We lacrosse parents need to be better consumers. We assume far too much and don’t ask enough questions of those in whose care we entrust our young players. And, we need to be careful not to lose our perspective, get caught up in the experience, and project our own adult values on our child’s youth sports experience.
Last summer, my ten-year-old’s team was scheduled to play in a one-day tournament. He’s been blessed with outstanding coaches who care as much about making his lacrosse experience enjoyable as they do about teaching the game. We arrived at the tournament site early in the day, helped set up our team’s “tent city”, and proceeded to spend the day migrating from the shade to game fields…and back again. Following the last game of the tournament, the boys were exhausted. Heck, I was exhausted. And then I reflected…my son had just played in 5 games over about 7 hours in 95 degree heat and high humidity. Did the tournament organizers consider the health and welfare of my child when developing the format for this tournament? Did they consider that a child dehydrates at a far faster rate than an adult…or that the risk of injury is far greater when tired bodies take the field? The answer was clearly, “No”. But I didn’t think about it either…and that’s the bigger problem.
I recognize the increased availability of and interest in private club programs, and I understand the symbiotic relationships these club programs have with lucrative summer tournaments.
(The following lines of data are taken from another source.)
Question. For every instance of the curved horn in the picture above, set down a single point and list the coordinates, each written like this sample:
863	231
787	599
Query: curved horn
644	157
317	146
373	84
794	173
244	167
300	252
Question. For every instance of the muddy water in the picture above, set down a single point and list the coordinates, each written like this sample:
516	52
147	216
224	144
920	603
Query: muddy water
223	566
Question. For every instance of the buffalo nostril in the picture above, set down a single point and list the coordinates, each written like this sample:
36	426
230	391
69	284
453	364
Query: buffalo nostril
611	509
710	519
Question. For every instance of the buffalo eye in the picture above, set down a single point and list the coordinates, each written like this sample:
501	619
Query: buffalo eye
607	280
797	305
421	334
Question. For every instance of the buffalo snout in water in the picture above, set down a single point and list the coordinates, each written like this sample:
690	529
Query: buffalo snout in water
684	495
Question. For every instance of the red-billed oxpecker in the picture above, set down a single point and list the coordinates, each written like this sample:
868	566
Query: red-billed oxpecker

I also believe that such opportunities can be beneficial to player development when introduced at the appropriate age/development level, if based on an inclusive philosophy that encourages young players to pursue additional sports opportunities (lacrosse or otherwise), and if committed to providing a positive, safe and affordable youth sports opportunity.
But, as both lacrosse parents and consumers, we need to become knowledgeable, remain diligent and exercise influence in the collective best interests of our young players, when necessary. We are the quality control for our children’s lacrosse experience, and we can’t cede that responsibility to anyone else.